Spain plans to introduce a cabinet law on gender equality

The Spanish prime minister plans to introduce a gender quota at the highest levels of government through a law requiring each gender to hold at least 40 percent of cabinet posts.
The move, announced by Socialist leader Pedro Sánchez, will make Spain one of the first European countries with a legally binding cabinet quota and is part of a broader package of gender equality measures.
“If women represent half of society, then half of the political power and half of the economic power must belong to women,” Sánchez said on Saturday, where he announced that a bill on gender equality would be adopted at a cabinet meeting on Tuesday.
In Sánchez’s government, 14 of the 23 cabinet members, or 61 percent, are women, including the country’s three deputy prime ministers – Nadia Calviño, Yolanda Díaz and Teresa Ribera – as well as the finance and defense ministers.
Men make up 39 per cent of the current cabinet, just short of the proposed law’s requirement that “each gender make up at least 40 per cent of the total number of posts”, including the prime minister, deputy prime ministers and all ministers.
The law, which must be voted on by Parliament after Cabinet approval, will also require “an equal number of women and men” on political party lists of candidates for national, regional, local and European elections.
The first similar quota in Europe was introduced by Belgium in 1994, which stipulated that the number of candidates of one gender on an electoral list could not exceed two-thirds.
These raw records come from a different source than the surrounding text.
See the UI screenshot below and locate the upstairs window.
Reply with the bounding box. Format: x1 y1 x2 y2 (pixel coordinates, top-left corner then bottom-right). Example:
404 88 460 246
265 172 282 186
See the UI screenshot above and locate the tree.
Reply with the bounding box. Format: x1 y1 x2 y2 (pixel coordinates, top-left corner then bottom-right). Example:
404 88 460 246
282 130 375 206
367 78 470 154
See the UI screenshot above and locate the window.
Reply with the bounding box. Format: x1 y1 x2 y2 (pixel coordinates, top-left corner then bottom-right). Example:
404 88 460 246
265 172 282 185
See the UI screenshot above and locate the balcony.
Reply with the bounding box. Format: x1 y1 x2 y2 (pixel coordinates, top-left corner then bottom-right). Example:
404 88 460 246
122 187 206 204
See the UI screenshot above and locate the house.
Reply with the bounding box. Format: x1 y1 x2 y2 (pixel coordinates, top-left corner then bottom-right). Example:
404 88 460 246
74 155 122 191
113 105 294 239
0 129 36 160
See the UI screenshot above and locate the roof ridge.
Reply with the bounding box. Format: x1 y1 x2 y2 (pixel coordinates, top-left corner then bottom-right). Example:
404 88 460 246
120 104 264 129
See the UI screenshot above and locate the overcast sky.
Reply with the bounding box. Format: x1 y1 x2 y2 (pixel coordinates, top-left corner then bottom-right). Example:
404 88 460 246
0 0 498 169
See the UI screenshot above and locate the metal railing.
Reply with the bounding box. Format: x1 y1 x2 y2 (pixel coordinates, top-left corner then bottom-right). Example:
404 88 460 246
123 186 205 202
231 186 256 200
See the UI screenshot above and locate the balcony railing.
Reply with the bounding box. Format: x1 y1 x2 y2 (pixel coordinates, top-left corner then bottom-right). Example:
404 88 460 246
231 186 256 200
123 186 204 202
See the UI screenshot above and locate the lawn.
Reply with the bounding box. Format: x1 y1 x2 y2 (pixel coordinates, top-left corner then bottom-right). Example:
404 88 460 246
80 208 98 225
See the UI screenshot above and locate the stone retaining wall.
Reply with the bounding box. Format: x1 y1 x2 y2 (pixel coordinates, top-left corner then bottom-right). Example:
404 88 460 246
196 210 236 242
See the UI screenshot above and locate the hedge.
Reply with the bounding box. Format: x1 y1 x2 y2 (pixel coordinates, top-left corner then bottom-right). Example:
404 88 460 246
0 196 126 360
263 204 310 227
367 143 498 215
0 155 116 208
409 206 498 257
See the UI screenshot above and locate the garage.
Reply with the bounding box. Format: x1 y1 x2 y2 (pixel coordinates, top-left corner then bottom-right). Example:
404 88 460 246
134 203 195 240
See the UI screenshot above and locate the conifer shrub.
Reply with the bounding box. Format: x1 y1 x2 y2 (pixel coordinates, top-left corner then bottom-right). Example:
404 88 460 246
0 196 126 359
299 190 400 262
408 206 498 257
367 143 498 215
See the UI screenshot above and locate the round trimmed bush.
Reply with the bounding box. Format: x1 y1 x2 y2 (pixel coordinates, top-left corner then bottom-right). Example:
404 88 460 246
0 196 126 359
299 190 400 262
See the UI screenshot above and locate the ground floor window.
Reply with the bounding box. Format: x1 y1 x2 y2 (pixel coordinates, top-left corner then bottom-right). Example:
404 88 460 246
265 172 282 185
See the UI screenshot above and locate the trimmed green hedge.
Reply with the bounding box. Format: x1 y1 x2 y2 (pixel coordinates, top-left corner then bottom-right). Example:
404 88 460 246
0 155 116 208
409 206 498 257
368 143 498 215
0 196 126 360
Under French law, since 2000, electoral lists must be 50/50 balanced at most levels.
Chancellor Olaf Scholz made a commitment to gender equality in his cabinet when he took office in 2021, but there have been more male than female ministers since January after he replaced Defense Minister Christine Lambrecht with Boris Pistorius.
In France, President Emmanuel Macron has extended his predecessor François Hollande’s pledges to have a 50:50 gender balance in his 44-member cabinet, including among junior ministers and secretaries of state, although there is no legal obligation to maintain this.
In Spain’s corporate world, the proposed law requires each gender to hold at least 40 percent of the board seats of all listed companies by July 2024. Similar requirements already exist in other European countries such as France, where there have already been rules for large companies since 2011.
An EU directive passed last year requires all member states to legislate to ensure that by 2026 at least 40 percent of non-executive directorships in publicly traded companies are filled by “members of the underrepresented sex”.
At that time, the EU found that women accounted for around 60 percent of new university graduates in the EU, but only 31.5 percent of company board members.
The announcement was not cheered by left-wing party Unidas Podemos, Sánchez’s coalition partner, who was the driving force behind legislation allowing anyone over 16 to change their legally registered gender.
Ione Belarra, a Podemos member and social rights minister, said the government should focus on people’s “real problems”, such as unaffordable housing costs.
“Feminism isn’t about Ana Patricia Botín and Marta Ortega running a big company,” Belarra said, referring to the wealthy chairs of Santander and Zara-owner Inditex.